In this example, we will be using Venus as a target body. Because the ecliptical coordinate system used by VSOP2013 does not match exactly any of the coordinate systems available in HORIZONS, we will be using the vsop2013_cartesian_icrf() function instead, which outputs heliocentric Cartesian coordinates in the standard ICRF (which is available in HORIZONS). Let's take a look at the code and at the results:
%matplotlib inline
from matplotlib.pylab import plt
import numpy as np
from astroquery.jplhorizons import Horizons
# Setup the plot.
fig = plt.figure(figsize=(9, 6))
plt.xscale('log')
plt.yscale('log')
# Create the heyoka variables.
x, y, z, tm = hy.make_vars("x", "y", "z", "tm")
# Threshold levels at which we will be computing
# the VSOP2013 solution.
thr_values = [1e-5, 1e-6, 1e-7, 1e-8, 1e-9, 1e-10]
# We will perform 10 evaluations of the
# position of Venus in the 10 years following
# J2000.
dates = np.linspace(2451545.0, 2451545.0 + 365 * 10, 10)
for thr in thr_values:
# Build the VSOP2013 formulae for the heliocentric Cartesian
# position of Venus (planet index 2) in the ICRF. Replace the
# default time variable with the "tm" symbolic variable and set
# a custom threshold level.
venus_x, venus_y, venus_z = hy.vsop2013_cartesian_icrf(2, time=tm, thresh=thr)[:3]
# Compile the function for the evaluation of venus_x/y/z.
venus_cf = hy.make_cfunc([venus_x, venus_y, venus_z])
# Run the evaluation.
# NOTE: the default time coordinate
# for VSOP2013 is thousands of Julian
# years from J2000.
vsop_states = venus_cf((dates.reshape((1,-1)) - 2451545.0) / 365250)
# HORIZONS query:
# - 299 is the ID of Venus,
# - 500@10 is the observer's location,
# the centre of the Sun.
q = Horizons('299', location='500@10', epochs=dates)
# Convert the HORIZONS query to the ICRF
# and extract the cartesian position vector.
tab = q.vectors(refplane='earth')
hor_x = tab['x'].quantity[:].value
hor_y = tab['y'].quantity[:].value
hor_z = tab['z'].quantity[:].value
hor_states = np.array([hor_x, hor_y, hor_z])
# Plot the difference (in km) between the positions computed
# by VSOP2013 and HORIZONS.
plt.scatter([thr]*len(dates), np.linalg.norm(vsop_states - hor_states, axis=0) * 1.496e8,
alpha=.5, label="Threshold = {}".format(thr))

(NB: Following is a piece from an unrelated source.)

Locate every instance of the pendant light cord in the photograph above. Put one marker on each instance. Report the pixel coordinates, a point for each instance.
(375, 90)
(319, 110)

# Finish setting up the plot.
plt.legend()
plt.xlabel("Threshold value")
plt.ylabel("Error wrt HORIZONS (km)")
plt.tight_layout();
We can see how VSOP2013 matches up well with respect to HORIZONS, and how lower truncation levels indeed increase the precision of the VSOP2013 solution (up to an error of hundreds of meters for a threshold of $10^{-10}$).
Limitations and caveats¶
A possible issue in astrodynamical applications is that VSOP2013 does not directly provide formulae for the state vector of the Sun. The barycentric position of the Sun can be estimated via the heliocentric planetary formulae after imposing that the system's barycentre is fixed in the origin. It is not clear at this time if this approach is 100% accurate (as VSOP2013 includes perturbations on the planets by asteroids, whose state vectors are not provided in the solution), but it should be adequate for most practical purposes.
A better alternative is to formulate the dynamical equations of motion (e.g., of a spacecraft or a small body) in a heliocentric reference frame (i.e., in the framework of the so-called (N+1)-body problem).